New rules require users of prepaid cell phone accounts to register using their real names.

Reuters
2 min read
In a bid to curb rampant spam and growing fraud conducted over mobile services, China will require all mobile phone subscribers to register using their real names next year, the official Xinhua news agency said.

The much-talked-about move is mainly aimed at users of prepaid cell phone accounts, which can be opened easily by anyone with cash and a handset.
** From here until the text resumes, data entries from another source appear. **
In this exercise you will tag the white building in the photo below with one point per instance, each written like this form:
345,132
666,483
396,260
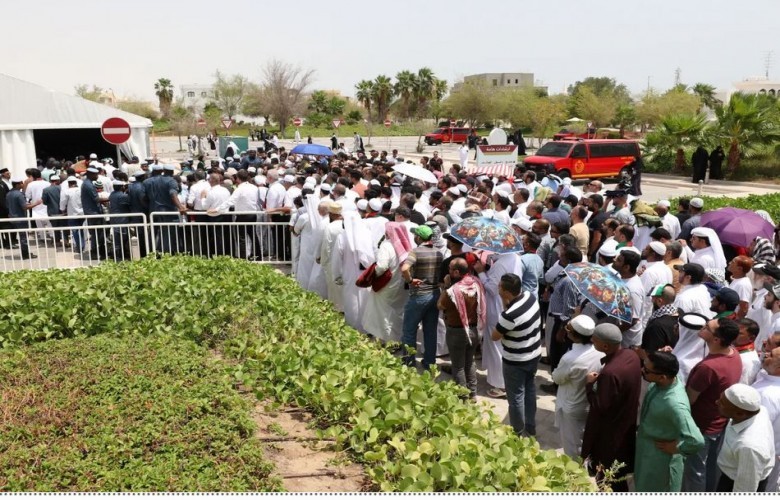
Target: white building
197,96
752,85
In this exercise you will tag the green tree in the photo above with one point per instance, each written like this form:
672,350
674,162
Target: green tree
318,102
229,93
382,93
364,95
652,107
676,132
424,90
625,116
545,114
182,120
602,86
404,87
255,103
746,123
93,94
163,89
706,94
353,117
285,87
335,106
600,109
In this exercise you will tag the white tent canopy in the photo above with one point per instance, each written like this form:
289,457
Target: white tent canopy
25,107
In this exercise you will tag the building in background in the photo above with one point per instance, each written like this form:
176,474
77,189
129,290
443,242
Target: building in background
502,80
197,96
751,85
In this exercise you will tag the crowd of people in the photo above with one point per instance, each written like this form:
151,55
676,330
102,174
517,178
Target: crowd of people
685,395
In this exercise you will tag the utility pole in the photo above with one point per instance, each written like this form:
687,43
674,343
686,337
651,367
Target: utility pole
767,63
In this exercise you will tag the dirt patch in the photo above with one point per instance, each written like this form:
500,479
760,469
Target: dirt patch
303,462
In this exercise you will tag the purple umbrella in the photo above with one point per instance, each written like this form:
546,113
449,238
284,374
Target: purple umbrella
736,226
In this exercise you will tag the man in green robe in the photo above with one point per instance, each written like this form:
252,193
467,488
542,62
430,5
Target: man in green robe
667,432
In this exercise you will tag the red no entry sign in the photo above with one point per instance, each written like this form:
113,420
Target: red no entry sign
115,131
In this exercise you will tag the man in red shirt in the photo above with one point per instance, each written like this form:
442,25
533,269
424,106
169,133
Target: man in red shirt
721,369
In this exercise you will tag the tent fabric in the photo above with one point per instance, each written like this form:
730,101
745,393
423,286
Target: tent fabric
26,107
17,150
30,106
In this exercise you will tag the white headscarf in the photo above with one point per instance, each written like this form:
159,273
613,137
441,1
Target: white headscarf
717,248
358,238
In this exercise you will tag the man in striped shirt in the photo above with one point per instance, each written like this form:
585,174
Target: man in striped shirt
519,329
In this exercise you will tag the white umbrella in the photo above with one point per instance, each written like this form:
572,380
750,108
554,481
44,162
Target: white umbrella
416,172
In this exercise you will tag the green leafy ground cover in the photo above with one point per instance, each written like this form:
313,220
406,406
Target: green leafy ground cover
411,432
768,202
124,414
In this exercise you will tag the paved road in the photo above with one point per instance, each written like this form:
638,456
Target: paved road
655,187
These accounts have no monthly fee, but instead are "charged up" using prepaid cards and used until the credit runs out.

The new rules, similar to those already introduced in countries such as Singapore, Switzerland, Thailand and Malaysia, will require China's 200 million users of prepaid service--more than half the nation's total 388 million subscribers--to register using their real names, according to Xinhua.
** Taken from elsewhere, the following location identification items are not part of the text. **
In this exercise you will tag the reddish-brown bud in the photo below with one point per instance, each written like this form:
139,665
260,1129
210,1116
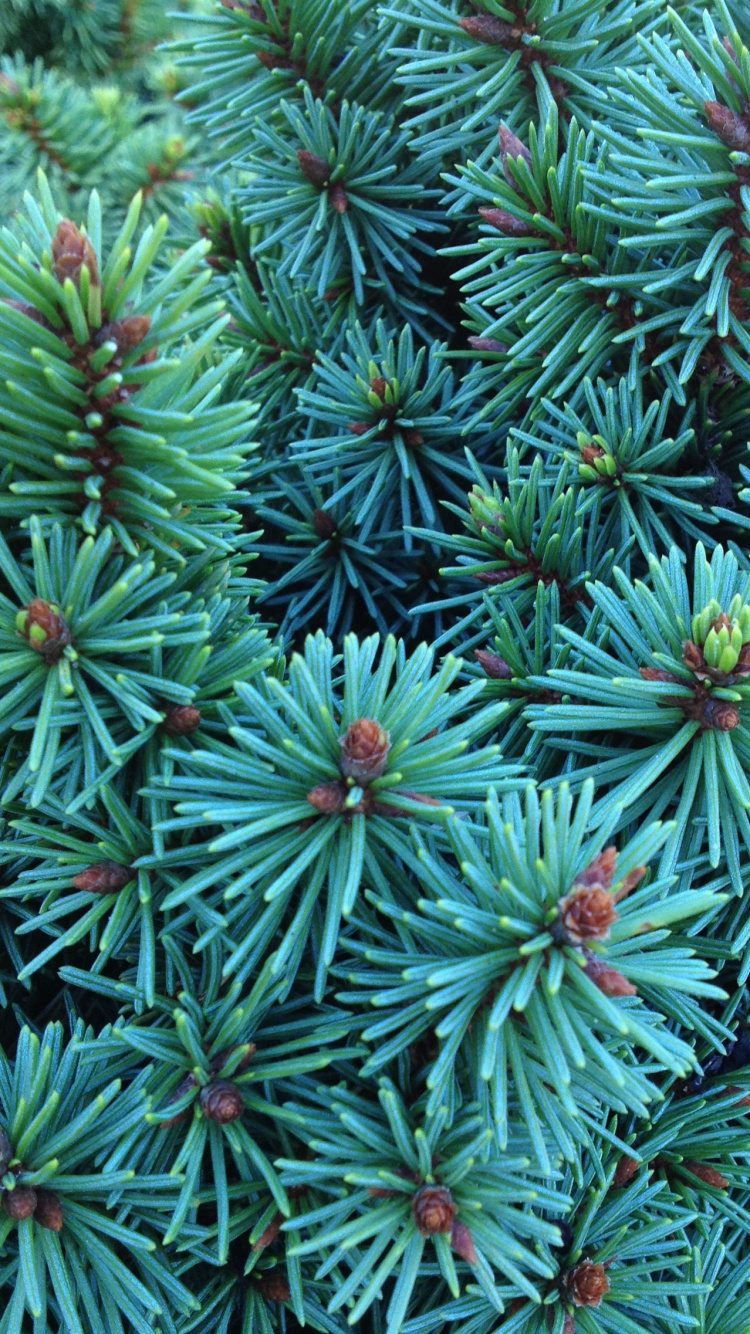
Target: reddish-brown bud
275,1286
506,223
364,751
731,128
513,148
495,666
127,334
721,715
323,524
585,914
706,1174
328,798
103,878
338,196
30,311
19,1203
587,1283
314,168
48,1211
71,250
609,981
462,1242
486,344
434,1210
46,630
182,719
487,27
222,1102
625,1170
Such registration has sparked protests from operators such as China Mobile and China Unicom who complain the shift will require a mountain of extra paperwork. Others say it will impose on individuals' privacy.
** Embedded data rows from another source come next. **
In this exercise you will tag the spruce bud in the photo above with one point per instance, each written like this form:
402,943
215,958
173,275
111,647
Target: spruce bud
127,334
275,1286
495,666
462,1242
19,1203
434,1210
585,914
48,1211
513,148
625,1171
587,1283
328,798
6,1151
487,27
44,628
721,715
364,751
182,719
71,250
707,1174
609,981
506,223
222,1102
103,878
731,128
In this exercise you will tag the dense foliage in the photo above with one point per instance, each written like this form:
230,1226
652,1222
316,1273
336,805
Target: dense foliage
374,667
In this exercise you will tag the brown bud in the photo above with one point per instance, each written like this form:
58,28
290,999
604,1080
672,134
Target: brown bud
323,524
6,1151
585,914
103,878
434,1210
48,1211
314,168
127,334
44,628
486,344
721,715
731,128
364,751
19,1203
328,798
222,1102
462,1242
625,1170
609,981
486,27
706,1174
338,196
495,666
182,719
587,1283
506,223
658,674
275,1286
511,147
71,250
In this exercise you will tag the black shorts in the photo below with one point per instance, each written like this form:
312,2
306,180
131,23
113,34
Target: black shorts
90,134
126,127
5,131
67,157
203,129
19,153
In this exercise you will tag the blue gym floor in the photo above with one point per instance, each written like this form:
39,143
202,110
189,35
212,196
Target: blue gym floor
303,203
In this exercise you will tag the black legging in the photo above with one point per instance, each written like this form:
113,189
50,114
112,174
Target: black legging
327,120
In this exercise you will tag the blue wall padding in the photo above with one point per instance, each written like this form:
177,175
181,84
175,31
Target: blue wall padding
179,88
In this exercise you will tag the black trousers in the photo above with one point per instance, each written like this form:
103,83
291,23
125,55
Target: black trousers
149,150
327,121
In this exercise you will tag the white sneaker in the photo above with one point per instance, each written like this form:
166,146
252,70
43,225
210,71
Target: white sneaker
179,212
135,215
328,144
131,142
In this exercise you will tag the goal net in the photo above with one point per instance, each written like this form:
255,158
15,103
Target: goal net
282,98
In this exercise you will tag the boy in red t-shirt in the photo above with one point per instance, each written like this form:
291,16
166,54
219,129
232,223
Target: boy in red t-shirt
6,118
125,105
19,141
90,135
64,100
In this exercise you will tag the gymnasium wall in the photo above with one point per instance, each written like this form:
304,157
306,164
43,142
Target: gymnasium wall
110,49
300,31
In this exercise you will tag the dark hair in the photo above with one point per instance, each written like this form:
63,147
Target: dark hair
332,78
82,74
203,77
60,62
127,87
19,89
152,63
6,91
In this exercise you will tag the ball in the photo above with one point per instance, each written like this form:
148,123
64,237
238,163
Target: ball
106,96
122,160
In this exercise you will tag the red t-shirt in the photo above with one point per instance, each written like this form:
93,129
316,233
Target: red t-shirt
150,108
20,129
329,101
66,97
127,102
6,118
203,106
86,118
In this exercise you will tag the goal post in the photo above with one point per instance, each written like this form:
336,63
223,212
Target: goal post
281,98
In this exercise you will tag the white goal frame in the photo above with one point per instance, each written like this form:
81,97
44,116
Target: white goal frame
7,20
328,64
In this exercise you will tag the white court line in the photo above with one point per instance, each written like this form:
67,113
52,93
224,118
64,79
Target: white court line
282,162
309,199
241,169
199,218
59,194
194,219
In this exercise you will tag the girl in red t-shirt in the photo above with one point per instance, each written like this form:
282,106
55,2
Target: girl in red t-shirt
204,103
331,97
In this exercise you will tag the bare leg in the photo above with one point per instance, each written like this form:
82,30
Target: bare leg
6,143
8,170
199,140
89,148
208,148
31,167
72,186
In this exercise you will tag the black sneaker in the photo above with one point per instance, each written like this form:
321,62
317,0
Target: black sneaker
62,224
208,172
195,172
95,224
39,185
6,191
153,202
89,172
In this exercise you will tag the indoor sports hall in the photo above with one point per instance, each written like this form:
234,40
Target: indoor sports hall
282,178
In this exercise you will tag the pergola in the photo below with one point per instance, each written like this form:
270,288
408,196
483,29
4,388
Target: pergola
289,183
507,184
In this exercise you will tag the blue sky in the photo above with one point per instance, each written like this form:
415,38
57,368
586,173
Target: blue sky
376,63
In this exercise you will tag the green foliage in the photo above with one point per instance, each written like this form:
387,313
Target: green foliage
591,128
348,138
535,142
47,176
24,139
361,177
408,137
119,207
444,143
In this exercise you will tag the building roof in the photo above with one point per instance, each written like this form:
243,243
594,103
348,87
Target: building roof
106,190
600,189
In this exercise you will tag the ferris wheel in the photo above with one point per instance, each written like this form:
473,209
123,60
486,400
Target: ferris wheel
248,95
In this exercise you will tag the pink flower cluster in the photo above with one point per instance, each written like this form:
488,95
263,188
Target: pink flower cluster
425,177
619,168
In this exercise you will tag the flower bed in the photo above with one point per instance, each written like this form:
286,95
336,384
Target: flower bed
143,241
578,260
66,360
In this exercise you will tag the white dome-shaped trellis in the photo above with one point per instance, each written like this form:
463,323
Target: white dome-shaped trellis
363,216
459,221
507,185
The move is aimed at curtailing a burgeoning tide of cell phone-related fraud and spam, most conducted over cell phones using text messaging, Xinhua quoted Wang Xudong, head of China's Ministry of Information Industry, as saying. Chinese mobile users sent a whopping 274 billion text messages in the first 11 months of this year, up 26 percent from all of last year, according to official data.

China's phone companies have shut down more than 10,000 accounts this year for sending illegal messages with fraudulent, harassing or erotic text, according to Xinhua, quoting MII sources.

Thailand introduced compulsory registration for prepaid mobile users earlier this year in an attempt to prevent bomb attacks, saying most of some 120 bombings in the country since early 2004 had been triggered by mobile phone.